Otic capsule dysplasia

Douglas J Lanska MD FAAN MS MSPH (Dr. Lanska of the Great Lakes VA Healthcare System and the University of Wisconsin School of Medicine and Public Health has no relevant financial relationships to disclose.)
Originally released September 13, 2000; last updated January 31, 2017; expires January 31, 2020

This article includes discussion of otic capsule dysplasia, inner ear dysplasia, and Mondini dysplasia. The foregoing terms may include synonyms, similar disorders, variations in usage, and abbreviations.

Overview

The author explains the clinical presentation, pathophysiology, diagnostic workup, and management of otic capsule dysplasias. A number of deformities of the osseus labyrinth have been described, including the large vestibular aqueduct syndrome described by Valvassori and Clemis in 1978. Cases of large vestibular aqueduct may have congenital hearing loss and commonly have fluctuating but progressive sensorineural hearing loss in the first, second, or third decade of life, often with abrupt worsening of hearing loss associated with minor head trauma or exercise. Some patients may be at increased risk of meningitis because of CSF perilymph fistulas.

Key points

 

• Otic capsule dysplasias are bilateral in two thirds of cases and unilateral in one third, but even the radiologically normal ear in unilateral cases often has significant hearing loss.

 

• Hearing loss in otic capsule dysplasia is generally of a sensorineural type, but one third of affected ears also have significant conductive hearing loss (greater than 20 dB) as a result of middle ear problems such as fixation or atresia of components of the ossicular chain, serous otitis media, chronic otitis media, and oval window perilymphatic fistula.

 

• Some have used the term “Mondini dysplasia” for all forms of otic capsule dysplasia, whereas others reserve this term for the deformity originally described by Mondini in 1791, ie, congenital deafness with an enlarged vestibular and a cochlea shortened from 2.75 to 1.5 turns and lacking a complete interscalar septum.

 

• Cases of large vestibular aqueduct may have congenital hearing loss and commonly have fluctuating but progressive sensorineural hearing loss in the first, second, or third decade of life, often with abrupt worsening of hearing loss associated with minor head trauma or exercise.

 

• Some patients may be at increased risk of meningitis because of CSF perilymph fistulas.

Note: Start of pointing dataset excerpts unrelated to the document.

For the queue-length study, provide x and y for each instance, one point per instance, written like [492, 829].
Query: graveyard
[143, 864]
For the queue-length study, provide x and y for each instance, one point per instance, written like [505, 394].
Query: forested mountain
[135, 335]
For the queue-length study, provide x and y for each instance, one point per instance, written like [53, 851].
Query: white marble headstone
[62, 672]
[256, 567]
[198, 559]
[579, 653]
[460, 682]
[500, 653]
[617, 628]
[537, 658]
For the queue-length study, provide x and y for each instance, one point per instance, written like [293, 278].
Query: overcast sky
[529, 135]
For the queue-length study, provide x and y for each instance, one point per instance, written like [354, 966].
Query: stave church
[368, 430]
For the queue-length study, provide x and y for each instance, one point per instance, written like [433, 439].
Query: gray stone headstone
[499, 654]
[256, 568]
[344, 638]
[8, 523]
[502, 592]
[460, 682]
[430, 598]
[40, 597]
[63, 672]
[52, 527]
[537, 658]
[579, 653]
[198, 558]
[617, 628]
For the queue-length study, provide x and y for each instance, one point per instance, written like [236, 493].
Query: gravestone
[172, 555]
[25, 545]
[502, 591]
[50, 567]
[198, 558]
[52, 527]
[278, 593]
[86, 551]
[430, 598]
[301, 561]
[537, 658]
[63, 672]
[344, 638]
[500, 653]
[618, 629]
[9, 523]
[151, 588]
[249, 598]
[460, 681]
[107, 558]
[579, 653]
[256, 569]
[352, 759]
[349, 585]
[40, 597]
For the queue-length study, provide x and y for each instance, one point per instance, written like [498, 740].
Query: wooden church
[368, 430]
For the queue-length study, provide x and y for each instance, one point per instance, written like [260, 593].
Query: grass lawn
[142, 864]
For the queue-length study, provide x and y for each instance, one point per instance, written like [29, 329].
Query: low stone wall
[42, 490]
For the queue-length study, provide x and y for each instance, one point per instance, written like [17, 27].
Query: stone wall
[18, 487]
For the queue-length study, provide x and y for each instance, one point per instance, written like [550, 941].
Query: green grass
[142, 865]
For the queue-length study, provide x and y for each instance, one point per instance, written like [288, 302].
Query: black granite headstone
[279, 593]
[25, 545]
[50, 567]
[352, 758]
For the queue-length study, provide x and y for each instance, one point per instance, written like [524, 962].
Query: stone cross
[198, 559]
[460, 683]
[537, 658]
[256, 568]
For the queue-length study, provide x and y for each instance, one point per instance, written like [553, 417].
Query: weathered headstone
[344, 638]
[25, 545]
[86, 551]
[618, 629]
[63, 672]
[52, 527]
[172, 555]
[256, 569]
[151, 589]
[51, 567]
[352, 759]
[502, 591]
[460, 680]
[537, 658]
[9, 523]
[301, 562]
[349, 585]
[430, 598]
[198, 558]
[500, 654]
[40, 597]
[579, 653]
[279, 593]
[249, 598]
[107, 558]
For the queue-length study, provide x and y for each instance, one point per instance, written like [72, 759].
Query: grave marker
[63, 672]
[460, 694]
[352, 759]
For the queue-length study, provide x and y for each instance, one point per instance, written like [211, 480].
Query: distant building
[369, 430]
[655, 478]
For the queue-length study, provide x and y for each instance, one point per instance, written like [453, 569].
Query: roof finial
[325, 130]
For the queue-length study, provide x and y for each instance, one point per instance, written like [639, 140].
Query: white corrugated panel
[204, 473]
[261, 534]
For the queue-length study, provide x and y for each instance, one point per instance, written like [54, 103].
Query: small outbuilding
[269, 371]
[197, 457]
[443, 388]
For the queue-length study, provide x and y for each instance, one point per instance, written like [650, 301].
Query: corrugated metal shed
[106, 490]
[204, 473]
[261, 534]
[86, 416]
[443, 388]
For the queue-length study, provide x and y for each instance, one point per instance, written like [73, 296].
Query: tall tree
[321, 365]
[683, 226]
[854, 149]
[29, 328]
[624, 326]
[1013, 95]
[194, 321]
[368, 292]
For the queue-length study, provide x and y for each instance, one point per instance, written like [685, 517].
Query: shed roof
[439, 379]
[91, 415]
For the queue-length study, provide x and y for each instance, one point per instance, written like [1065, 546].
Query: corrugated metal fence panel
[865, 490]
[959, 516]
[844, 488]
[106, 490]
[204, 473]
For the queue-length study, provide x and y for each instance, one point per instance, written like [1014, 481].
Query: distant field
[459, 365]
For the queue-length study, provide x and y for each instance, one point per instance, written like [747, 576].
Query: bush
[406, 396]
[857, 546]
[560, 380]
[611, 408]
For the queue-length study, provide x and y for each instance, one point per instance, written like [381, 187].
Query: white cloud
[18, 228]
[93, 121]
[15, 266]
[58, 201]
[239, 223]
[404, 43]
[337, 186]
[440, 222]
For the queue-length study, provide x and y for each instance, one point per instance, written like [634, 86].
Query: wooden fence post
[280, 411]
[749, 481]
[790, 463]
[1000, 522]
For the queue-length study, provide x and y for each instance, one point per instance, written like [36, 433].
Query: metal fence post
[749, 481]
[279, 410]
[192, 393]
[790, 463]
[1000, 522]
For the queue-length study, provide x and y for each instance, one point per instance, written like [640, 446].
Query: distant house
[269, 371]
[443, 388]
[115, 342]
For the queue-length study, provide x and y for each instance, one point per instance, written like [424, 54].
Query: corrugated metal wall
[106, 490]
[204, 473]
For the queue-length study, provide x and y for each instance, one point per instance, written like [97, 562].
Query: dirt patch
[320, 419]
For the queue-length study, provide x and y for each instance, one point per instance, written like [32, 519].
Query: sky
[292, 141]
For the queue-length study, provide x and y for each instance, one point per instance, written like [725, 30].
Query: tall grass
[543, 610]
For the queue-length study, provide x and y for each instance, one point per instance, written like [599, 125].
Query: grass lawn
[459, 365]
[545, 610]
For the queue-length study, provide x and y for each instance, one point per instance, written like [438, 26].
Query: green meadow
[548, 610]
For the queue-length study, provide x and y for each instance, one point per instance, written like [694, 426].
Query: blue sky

Historical note and terminology

In 1791 Carlo Mondini described a case of congenital deafness wherein the vestibule was enlarged, and the cochlea was shortened from 2.75 to 1.5 turns and lacked a complete interscalar septum (Illum 1972; Schuknecht 1980; Jackler et al 1987; Urman and Talbot 1990; Arellano et al 1999). Subsequently, a number of deformities of the osseus labyrinth have been described, including the large vestibular aqueduct syndrome described by Valvassori and Clemis in 1978. Some have used the term “Mondini dysplasia” for all forms of otic capsule dysplasia, whereas others reserve this term for the deformity originally described by Mondini (Sennaroglu and Saatci 2004). This chapter adopts the latter approach. Prior to the development of polytomographic x-ray studies in the 1950s, diagnosis of inner ear malformations was possible only on postmortem examination.